Item 8 Executive Officer
The following executive officer of the Company is knowledgeable about the material change and this report:
Danny Lee
Chief Financial Officer
(604) 484-4399
Item 9 Date of Report
March 3, 2025
Cautionary Statement on Forward-Looking Information
This material change report includes statements that contain "forward-looking information" within the meaning of the applicable Canadian securities legislation ("forward-looking statements"). All statements, other than statements of historical fact, are forward-looking statements and are based on expectations, estimates and projections as at the date of this material change report. Any statement that involves discussion with respect to predictions, expectations, beliefs, plans, projections, objectives, assumptions, future events or performance (often, but not always using phrases such as "plans", "expects", "is expected", "budget", "scheduled", "estimates", "forecasts", "intends", "anticipates", or "believes" or variations (including negative variations) of such words and phrases, or state that certain actions, events or results "may", "could", "would", "might" or "will" be taken, occur or be achieved) are not statements of historical fact and may be forward-looking statements. In this material change report, forward-looking statements relate, among other things, to: the use of proceeds from sales from the Offering, statements about the estimation of mineral resources; results of preliminary economic assessments; results of our ongoing drill campaign, magnitude or quality of mineral deposits; anticipated advancement of mineral properties or programs; and future exploration prospects.
These forward-looking statements, and any assumptions upon which they are based, are made in good faith and reflect our current judgment regarding the direction of our business. The
assumptions underlying the forward-looking statements are based on information currently available to Newcore. Although the forward-looking statements contained in this material change report are based upon what management of Newcore believes, or believed at the time, to be reasonable assumptions, Newcore cannot provide any assurance that actual results will be consistent with such forward-looking statements, as there may be other factors that cause results not to be as anticipated, estimated or intended. Forward-looking information also involves known and unknown risks, uncertainties and other factors which may cause the actual results, performance or achievements of Newcore to be materially different from any future results, performance or achievements expressed or implied by the forward-looking information. Such factors include, among others: risks related to the speculative nature of Newcore's business; Newcore's formative stage of development; Newcore's financial position; possible variations in mineralization, grade or recovery rates; actual results of current exploration activities; fluctuations in general macroeconomic conditions; fluctuations in securities markets; fluctuations in spot and forward prices of gold and other commodities; fluctuations in currency markets (such as the Canadian dollar to United States dollar exchange rate); change in national and local government, legislation, taxation, controls, regulations and political or economic developments; risks and hazards associated with the business of mineral exploration, development and mining (including environmental hazards, unusual or unexpected geological formations); the presence of laws and regulations that may impose restrictions on mining; employee relations; relationships with and claims by local communities; the speculative nature of mineral exploration and development (including the risks of obtaining necessary licenses, permits and approvals from government authorities); and title to properties.

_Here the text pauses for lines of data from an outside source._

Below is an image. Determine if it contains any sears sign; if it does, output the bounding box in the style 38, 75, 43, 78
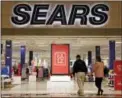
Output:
10, 3, 109, 27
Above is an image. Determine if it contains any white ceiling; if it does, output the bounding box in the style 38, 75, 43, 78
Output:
2, 36, 122, 59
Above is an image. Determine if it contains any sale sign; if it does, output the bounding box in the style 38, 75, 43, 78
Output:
114, 60, 122, 75
114, 60, 122, 90
51, 44, 69, 75
114, 76, 122, 90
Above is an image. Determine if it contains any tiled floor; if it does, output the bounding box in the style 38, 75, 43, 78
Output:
2, 80, 121, 97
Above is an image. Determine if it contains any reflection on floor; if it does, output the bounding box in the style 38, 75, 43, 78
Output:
2, 80, 122, 98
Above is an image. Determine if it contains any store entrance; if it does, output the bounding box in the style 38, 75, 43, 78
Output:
2, 35, 121, 96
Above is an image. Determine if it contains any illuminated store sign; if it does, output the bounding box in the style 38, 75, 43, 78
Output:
11, 3, 109, 27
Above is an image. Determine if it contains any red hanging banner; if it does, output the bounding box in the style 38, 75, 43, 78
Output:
51, 44, 69, 75
114, 60, 122, 90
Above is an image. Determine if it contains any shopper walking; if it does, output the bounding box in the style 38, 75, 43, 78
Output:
93, 56, 104, 95
73, 55, 87, 96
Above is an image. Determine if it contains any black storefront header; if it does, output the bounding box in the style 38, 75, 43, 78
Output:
10, 3, 109, 27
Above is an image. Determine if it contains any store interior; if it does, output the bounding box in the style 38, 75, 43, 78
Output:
2, 36, 122, 95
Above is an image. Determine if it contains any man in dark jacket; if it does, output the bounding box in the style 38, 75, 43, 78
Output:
73, 55, 87, 96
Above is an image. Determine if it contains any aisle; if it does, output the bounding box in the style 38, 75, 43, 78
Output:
2, 80, 121, 96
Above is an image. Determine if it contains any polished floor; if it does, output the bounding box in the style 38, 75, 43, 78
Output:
2, 80, 122, 98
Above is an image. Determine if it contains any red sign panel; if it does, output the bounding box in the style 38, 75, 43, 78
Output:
51, 44, 69, 75
114, 76, 122, 90
114, 61, 122, 75
114, 60, 122, 90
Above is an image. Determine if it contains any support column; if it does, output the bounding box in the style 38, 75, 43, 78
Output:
5, 40, 12, 77
88, 51, 92, 66
1, 44, 3, 54
95, 46, 100, 57
29, 51, 33, 66
109, 40, 115, 69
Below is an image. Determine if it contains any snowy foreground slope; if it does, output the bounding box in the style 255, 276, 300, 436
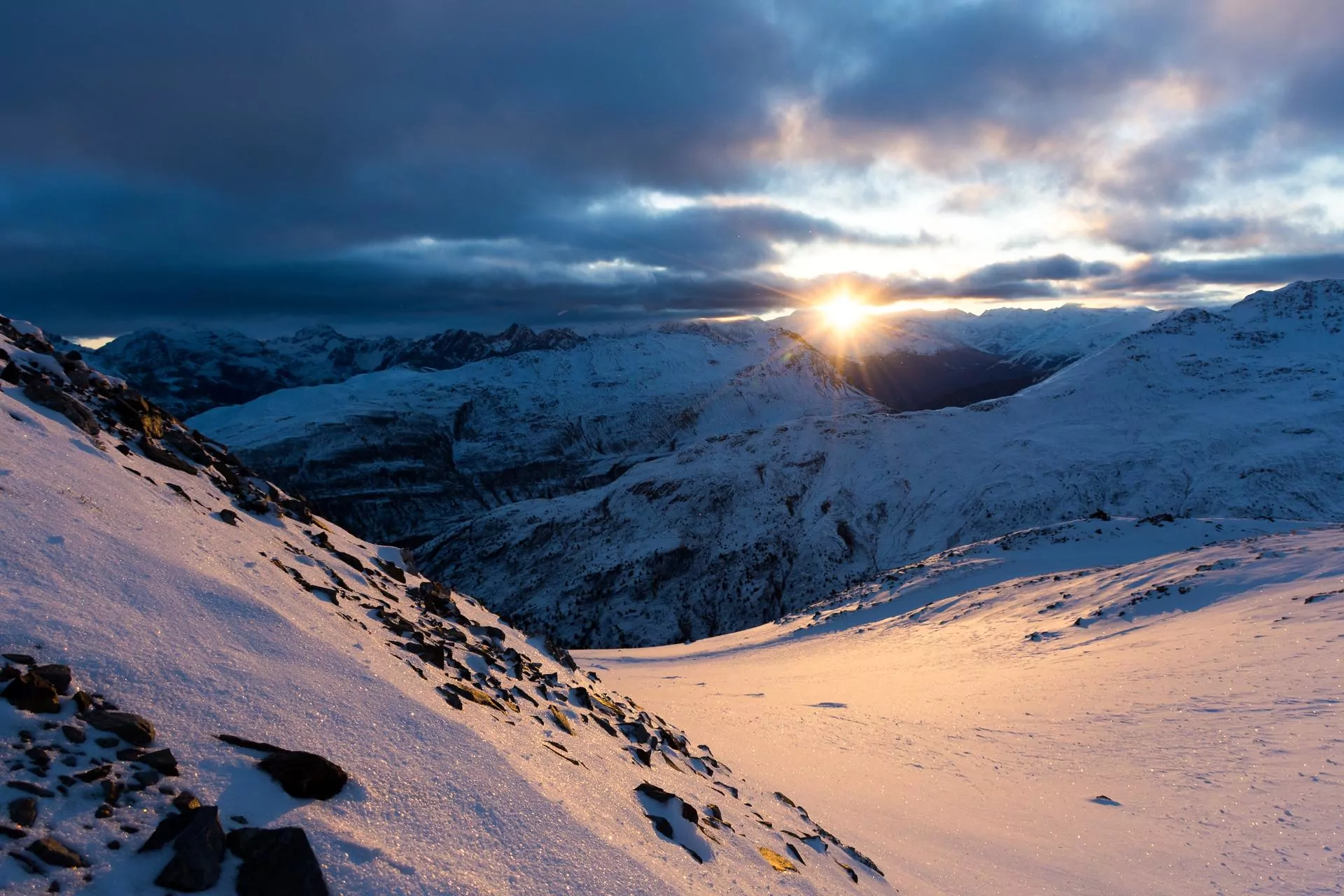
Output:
0, 318, 891, 896
416, 281, 1344, 646
577, 519, 1344, 896
190, 323, 881, 553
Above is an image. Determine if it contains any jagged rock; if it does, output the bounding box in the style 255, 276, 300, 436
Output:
757, 846, 798, 873
4, 672, 60, 712
29, 662, 73, 694
136, 747, 177, 783
85, 709, 155, 747
140, 434, 196, 475
9, 797, 38, 827
228, 827, 328, 896
155, 806, 225, 893
23, 380, 101, 435
258, 750, 349, 799
27, 837, 89, 868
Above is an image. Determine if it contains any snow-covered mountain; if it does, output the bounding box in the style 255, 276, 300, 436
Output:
781, 305, 1167, 411
416, 281, 1344, 646
0, 317, 881, 896
591, 519, 1344, 896
90, 325, 583, 418
190, 323, 879, 553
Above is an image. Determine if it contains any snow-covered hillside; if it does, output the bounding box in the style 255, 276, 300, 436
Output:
580, 519, 1344, 896
89, 325, 583, 416
416, 281, 1344, 646
780, 305, 1168, 365
0, 318, 881, 896
190, 323, 879, 553
782, 305, 1166, 411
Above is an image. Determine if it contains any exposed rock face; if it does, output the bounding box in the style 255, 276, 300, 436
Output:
228, 827, 328, 896
94, 323, 582, 418
416, 281, 1344, 648
252, 750, 349, 799
85, 709, 155, 747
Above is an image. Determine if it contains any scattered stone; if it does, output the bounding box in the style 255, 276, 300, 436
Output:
155, 806, 225, 893
758, 846, 798, 873
215, 735, 285, 752
227, 827, 328, 896
73, 766, 111, 785
4, 672, 60, 712
258, 750, 349, 799
136, 747, 177, 783
29, 662, 74, 694
172, 790, 200, 811
27, 837, 89, 868
6, 780, 57, 798
85, 709, 155, 747
9, 797, 38, 827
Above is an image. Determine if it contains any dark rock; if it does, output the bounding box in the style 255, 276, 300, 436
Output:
140, 435, 197, 475
155, 806, 225, 893
74, 766, 111, 785
27, 837, 89, 868
132, 769, 162, 790
4, 672, 60, 712
23, 380, 99, 435
136, 806, 200, 853
6, 780, 57, 798
258, 750, 349, 799
85, 709, 155, 747
136, 748, 177, 783
28, 662, 71, 693
215, 735, 285, 752
172, 790, 200, 811
9, 797, 38, 827
228, 827, 328, 896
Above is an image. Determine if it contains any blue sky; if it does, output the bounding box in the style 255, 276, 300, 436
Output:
0, 0, 1344, 335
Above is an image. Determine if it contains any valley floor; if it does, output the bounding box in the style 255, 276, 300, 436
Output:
580, 520, 1344, 895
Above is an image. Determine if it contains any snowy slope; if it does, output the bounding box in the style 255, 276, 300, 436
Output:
580, 519, 1344, 896
0, 318, 888, 896
190, 323, 878, 553
89, 325, 583, 416
780, 305, 1167, 365
416, 281, 1344, 646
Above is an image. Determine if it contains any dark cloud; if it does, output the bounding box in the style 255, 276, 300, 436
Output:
0, 0, 1344, 330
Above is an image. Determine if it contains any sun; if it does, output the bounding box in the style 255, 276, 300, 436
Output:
821, 293, 868, 332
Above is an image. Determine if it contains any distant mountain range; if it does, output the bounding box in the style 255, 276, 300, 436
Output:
86, 323, 583, 418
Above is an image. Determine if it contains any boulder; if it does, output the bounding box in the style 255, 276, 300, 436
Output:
4, 672, 60, 712
228, 827, 328, 896
155, 806, 225, 893
258, 750, 349, 799
28, 837, 89, 868
85, 709, 155, 747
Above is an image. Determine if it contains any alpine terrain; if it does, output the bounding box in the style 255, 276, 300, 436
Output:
0, 312, 899, 896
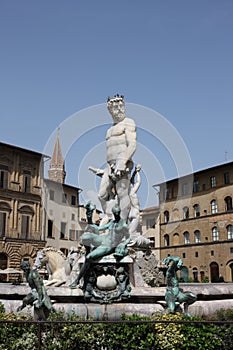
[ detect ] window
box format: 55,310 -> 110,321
210,199 -> 218,214
0,165 -> 8,188
71,196 -> 76,205
183,207 -> 189,219
70,229 -> 76,241
62,193 -> 67,203
194,230 -> 201,243
146,218 -> 155,230
173,233 -> 180,245
21,215 -> 30,239
193,204 -> 200,218
184,231 -> 190,244
49,190 -> 54,201
210,176 -> 216,188
23,170 -> 31,193
182,182 -> 188,196
212,226 -> 219,241
193,179 -> 199,192
76,230 -> 84,242
148,237 -> 155,247
224,172 -> 230,185
164,188 -> 169,200
60,222 -> 66,239
164,235 -> 170,247
225,196 -> 232,211
193,267 -> 198,282
227,225 -> 233,239
164,210 -> 169,224
48,220 -> 53,238
0,212 -> 6,237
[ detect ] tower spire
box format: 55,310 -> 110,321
48,129 -> 66,184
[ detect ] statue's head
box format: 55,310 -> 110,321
112,204 -> 121,216
20,260 -> 30,271
33,249 -> 46,270
108,94 -> 125,123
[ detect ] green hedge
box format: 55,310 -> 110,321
0,305 -> 233,350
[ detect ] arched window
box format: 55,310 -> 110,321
164,234 -> 170,247
225,196 -> 232,211
184,231 -> 190,244
227,225 -> 233,239
193,204 -> 200,218
172,208 -> 180,221
212,226 -> 219,241
164,210 -> 169,224
173,233 -> 180,245
194,230 -> 201,243
0,253 -> 8,282
210,262 -> 219,282
193,267 -> 198,282
210,199 -> 218,214
183,207 -> 189,219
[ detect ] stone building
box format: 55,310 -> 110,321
43,136 -> 98,255
140,206 -> 160,260
154,162 -> 233,282
0,142 -> 45,280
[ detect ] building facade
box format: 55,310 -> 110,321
154,162 -> 233,282
0,142 -> 45,280
43,136 -> 99,255
140,206 -> 160,260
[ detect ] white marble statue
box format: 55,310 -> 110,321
99,95 -> 136,221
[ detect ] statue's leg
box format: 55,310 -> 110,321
116,175 -> 131,221
98,165 -> 112,214
165,291 -> 176,314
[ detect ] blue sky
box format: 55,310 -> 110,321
0,0 -> 233,207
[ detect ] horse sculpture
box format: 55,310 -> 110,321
33,247 -> 80,287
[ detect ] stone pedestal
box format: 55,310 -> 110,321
79,255 -> 135,304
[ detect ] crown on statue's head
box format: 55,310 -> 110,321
107,94 -> 125,104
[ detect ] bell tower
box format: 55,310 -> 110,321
48,134 -> 66,184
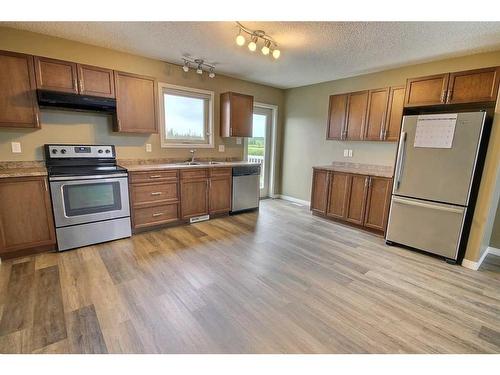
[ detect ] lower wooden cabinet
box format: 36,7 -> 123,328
311,169 -> 392,233
0,177 -> 56,258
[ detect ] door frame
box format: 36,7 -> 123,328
243,102 -> 278,198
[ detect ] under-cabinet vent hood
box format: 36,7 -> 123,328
37,90 -> 116,113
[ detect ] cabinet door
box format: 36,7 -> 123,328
365,177 -> 392,231
35,56 -> 78,94
0,52 -> 40,128
326,94 -> 348,140
0,177 -> 56,256
326,172 -> 351,219
346,175 -> 369,225
115,71 -> 158,134
347,91 -> 368,141
310,169 -> 329,214
364,88 -> 389,141
447,67 -> 500,104
220,92 -> 253,137
405,73 -> 450,107
181,178 -> 208,219
383,86 -> 405,142
209,176 -> 232,214
78,64 -> 115,98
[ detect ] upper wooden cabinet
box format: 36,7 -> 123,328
0,51 -> 40,128
115,71 -> 158,134
326,94 -> 348,140
405,74 -> 449,107
0,177 -> 56,257
382,86 -> 405,142
326,86 -> 405,142
405,67 -> 500,107
77,64 -> 115,98
364,87 -> 389,141
446,67 -> 500,104
220,92 -> 253,137
346,91 -> 368,141
35,56 -> 78,94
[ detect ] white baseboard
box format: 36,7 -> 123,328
462,246 -> 500,271
274,194 -> 311,206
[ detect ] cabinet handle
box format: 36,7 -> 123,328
440,90 -> 446,103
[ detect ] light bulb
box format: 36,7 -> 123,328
236,34 -> 245,47
248,36 -> 257,52
261,41 -> 271,56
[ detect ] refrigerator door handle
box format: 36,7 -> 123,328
392,197 -> 464,214
395,132 -> 406,190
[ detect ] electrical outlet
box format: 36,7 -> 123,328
10,142 -> 22,154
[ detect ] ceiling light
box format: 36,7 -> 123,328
236,29 -> 245,47
261,40 -> 271,56
248,36 -> 257,52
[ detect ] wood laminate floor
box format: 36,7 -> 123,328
0,200 -> 500,353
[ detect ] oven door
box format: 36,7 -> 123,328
50,175 -> 130,228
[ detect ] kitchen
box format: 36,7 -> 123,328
0,16 -> 500,364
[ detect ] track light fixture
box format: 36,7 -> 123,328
236,22 -> 281,60
182,57 -> 215,78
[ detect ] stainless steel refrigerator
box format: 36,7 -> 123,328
386,112 -> 486,261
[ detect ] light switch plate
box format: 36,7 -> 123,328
10,142 -> 22,154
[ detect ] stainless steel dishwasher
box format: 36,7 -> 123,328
231,164 -> 260,212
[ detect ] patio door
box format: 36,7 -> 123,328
246,106 -> 273,198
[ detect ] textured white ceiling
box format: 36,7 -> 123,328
0,22 -> 500,88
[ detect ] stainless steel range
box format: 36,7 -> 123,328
45,144 -> 131,251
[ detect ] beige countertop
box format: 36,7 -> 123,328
0,161 -> 47,178
123,161 -> 258,172
313,162 -> 394,178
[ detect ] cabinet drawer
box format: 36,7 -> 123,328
129,170 -> 177,184
181,168 -> 208,179
210,168 -> 233,177
134,203 -> 179,228
130,181 -> 178,206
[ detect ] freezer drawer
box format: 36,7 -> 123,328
386,196 -> 466,259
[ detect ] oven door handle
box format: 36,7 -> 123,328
49,173 -> 128,181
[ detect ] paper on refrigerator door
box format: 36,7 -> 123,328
413,113 -> 458,148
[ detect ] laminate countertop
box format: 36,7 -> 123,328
0,161 -> 47,178
313,162 -> 394,178
123,161 -> 259,172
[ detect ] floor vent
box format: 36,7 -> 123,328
189,215 -> 210,224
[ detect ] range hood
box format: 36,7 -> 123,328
37,90 -> 116,113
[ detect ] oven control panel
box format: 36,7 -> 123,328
46,145 -> 115,159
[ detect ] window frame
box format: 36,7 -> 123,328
158,82 -> 215,148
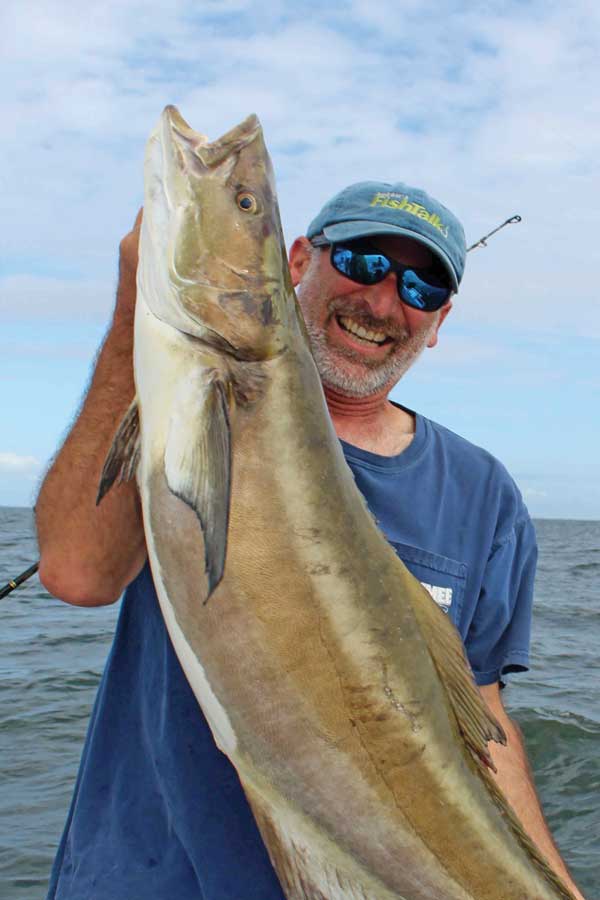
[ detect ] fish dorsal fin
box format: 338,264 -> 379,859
165,373 -> 231,599
413,588 -> 574,900
96,397 -> 140,506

Forward-looking statements contained herein are made as of the date of this material change report and Newcore disclaims any obligation to update any forward-looking statements, whether as a result of new information, future events or results, except as may be required by applicable securities laws. There can be no assurance that forward-looking statements will prove to be accurate, as actual results and future events could differ materially from those anticipated in such statements. Accordingly, readers should not place undue reliance on forward-looking statements.